Aus den letzten Wahlen ist Fachwerk als zweitstäkste Senatsliste hervorgegangen. Wir haben in den vergangenen Monaten aktiv im Senat und seinen Kommissionen für die Studierenden Stellung bezogen und werden auf der Grundlage unserer Erfahrungen, die wir bisher gesammelt haben, auch weiterhin dafür eintreten, dass die Studierenden in den zentralen Uni-Gremien wahrgenommen werden.
Transparenz tut Not!
Fachwerk begrüßt, dass das Uni-Präsidium inzwischen eingesehen hat, dass Information mehr bringt als Heimlichtuerei. Beim vergangenen Workshop "Philipp 2015 -- update" wurden zumindest die wichtigsten Eckdaten für die Zukunft der Philipps-Universität vorgestellt. Wir werden auch weiterhin dafür sorgen, dass dem allgemeinen Informationsdefizit entgegengewirkt wird, so dass die Infos aus den zentralen Gremien auch zu den Studierenden gelangen -- z.B. über das Internet und die Fachschaften.
»Entscheidungen werden nicht besser, wenn sie von wenigen getroffen werden.«
Wir fordern, dass Präsident Nienhaus sich selbst beim Wort nimmt: Während der Debatte um die Novellierung des Hochschulgetzes hat er immer wieder betont, dass Entscheidungen nicht besser werden, wenn man sie auf weniger Schultern verteilt. Dem Präsidenten folgend geht es nun darum, dass Senat und die gesamte Universität, namentlich auch die Studierenden, nicht nur informiert, sondern ernsthaft an den wichtigen Entscheidungen beteiligt werden. Drei Beispiele:
Für einen besseren Hochschulpakt
Der neue Hochschulpakt, der den weiteren finanziellen Kahlschlag an den hessischen Hochschulen besiegelt, wurde ohne Beteiligung von Senat oder Fachbereichen ausgehandelt. Wir fordern eine ehrliche Debatte um die Zukunft der Universitäten und einen Pakt, in dem Studierende nicht nur als "Mengenkomponente" auftauchen.

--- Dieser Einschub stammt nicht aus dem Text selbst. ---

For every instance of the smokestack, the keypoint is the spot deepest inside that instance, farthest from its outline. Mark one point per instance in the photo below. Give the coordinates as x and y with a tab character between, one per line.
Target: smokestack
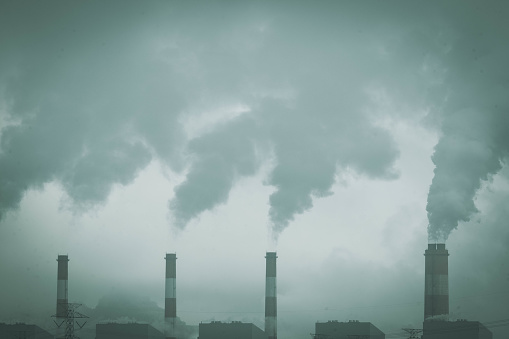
170	304
270	296
62	293
436	290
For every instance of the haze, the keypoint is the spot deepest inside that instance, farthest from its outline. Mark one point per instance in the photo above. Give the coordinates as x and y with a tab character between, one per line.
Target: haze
342	135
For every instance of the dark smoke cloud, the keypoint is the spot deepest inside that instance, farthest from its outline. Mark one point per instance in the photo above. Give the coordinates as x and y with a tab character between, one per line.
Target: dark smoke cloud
474	143
96	91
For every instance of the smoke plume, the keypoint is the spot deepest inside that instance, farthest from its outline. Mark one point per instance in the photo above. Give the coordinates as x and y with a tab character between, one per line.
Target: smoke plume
474	142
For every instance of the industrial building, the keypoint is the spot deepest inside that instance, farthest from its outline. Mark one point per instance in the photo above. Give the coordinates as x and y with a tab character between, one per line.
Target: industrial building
233	330
20	330
436	301
461	329
347	330
130	331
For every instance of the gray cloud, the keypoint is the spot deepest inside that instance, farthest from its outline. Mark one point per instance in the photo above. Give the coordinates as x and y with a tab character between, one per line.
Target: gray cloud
100	91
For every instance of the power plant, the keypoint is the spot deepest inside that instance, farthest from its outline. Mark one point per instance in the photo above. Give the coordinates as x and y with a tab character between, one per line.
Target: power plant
436	324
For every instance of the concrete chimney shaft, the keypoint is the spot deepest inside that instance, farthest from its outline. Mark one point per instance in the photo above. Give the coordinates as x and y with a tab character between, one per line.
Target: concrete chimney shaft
62	293
436	283
170	304
271	296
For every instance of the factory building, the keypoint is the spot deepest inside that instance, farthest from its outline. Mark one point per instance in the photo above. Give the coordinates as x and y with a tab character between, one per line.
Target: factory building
460	329
130	330
21	330
347	330
233	330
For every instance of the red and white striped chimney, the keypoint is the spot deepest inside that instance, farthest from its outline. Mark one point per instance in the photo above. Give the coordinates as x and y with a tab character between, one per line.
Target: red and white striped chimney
62	293
170	304
270	296
436	282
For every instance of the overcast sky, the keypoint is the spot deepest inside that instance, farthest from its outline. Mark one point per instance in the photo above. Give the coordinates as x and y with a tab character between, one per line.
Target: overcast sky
343	135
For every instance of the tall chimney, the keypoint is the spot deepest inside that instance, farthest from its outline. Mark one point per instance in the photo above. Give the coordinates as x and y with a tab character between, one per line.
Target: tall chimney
270	296
62	293
170	304
436	283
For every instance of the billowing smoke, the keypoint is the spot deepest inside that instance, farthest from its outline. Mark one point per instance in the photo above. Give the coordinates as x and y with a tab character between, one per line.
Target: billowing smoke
474	142
90	105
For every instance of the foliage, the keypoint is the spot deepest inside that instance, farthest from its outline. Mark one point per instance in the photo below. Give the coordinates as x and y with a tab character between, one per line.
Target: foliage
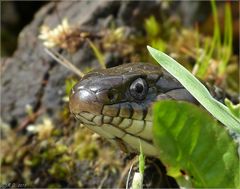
197	151
197	89
215	49
152	28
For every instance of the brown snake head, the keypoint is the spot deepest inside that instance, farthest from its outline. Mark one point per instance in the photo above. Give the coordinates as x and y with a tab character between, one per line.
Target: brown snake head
116	102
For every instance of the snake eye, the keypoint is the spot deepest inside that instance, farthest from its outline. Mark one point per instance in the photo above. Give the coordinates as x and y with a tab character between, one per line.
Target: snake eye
138	89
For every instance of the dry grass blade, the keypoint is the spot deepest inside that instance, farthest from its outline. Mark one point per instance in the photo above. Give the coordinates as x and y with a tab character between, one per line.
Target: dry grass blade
63	61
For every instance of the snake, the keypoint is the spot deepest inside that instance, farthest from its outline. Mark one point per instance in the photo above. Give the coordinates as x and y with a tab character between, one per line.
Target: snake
116	103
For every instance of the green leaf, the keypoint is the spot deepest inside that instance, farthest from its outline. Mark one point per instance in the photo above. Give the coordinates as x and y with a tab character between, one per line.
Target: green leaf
141	159
196	150
197	89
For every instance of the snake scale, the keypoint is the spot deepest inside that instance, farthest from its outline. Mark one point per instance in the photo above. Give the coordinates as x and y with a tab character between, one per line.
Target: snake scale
116	102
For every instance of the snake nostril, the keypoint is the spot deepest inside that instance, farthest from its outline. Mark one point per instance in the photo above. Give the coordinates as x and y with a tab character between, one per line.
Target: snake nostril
112	96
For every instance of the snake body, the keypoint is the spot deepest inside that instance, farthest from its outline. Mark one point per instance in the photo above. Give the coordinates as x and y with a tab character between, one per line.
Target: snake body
117	103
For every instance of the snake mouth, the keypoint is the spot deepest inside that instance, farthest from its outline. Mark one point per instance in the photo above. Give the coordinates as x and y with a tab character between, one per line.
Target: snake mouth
125	132
118	126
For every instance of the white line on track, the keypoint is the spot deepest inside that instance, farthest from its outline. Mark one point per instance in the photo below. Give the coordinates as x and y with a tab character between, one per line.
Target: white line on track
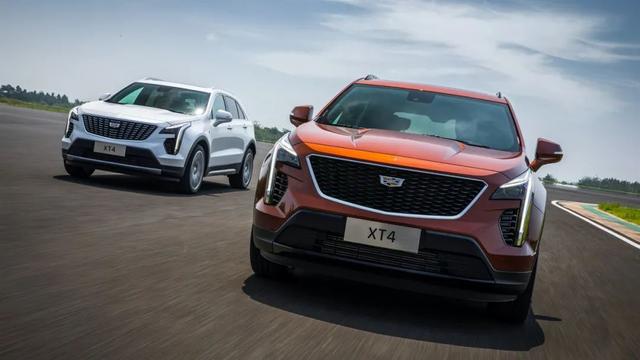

Fächervielfalt und eine Zentrenbildung auf fachlicher Grundlage
Die Planung zu den neuen geisteswissenschaftlichen Zentren ist bisher ohne jede fachliche Grundlage erfolgt. Fachwerk hat sich bisher für die Beibehaltung der Fächervielfalt eingesetzt und wird weiterhin dafür eintreten, dass unsere Hochschule die Bezeichnung "Universität" auch verdient. Wir fordern eine auf fachlichen Argumenten basierende und ergebnisoffene Debatte bei der Zentrenplanung. Konzepte können nur sinnvoll sein, wenn alle Betroffenen einbezogen werden.
Für eine vernünftige Studienreform
Die Uni Marburg braucht eine Studienreform, die den Namen auch verdient und die der Stärkung der Lehre nützt. Im Senatsausschuss für Lehre und Studium arbeiten wir kritisch an der sinnvollen Umsetzung des Bachelor/Master-Konzeptes mit und wollen weiter für eine Orientierung an den Studierenden sorgen. Auch das Lehramtsstudium muss weiter reformiert werden, aber bitte sinnvoll! -- Dafür setzen wir uns u.a. im Zentrum für Lehrerbildung und dessen Direktorium ein.
Fachwerk muss im Senat bleiben -- für eine starke Studierendenvertretung an der Philipps-Universität!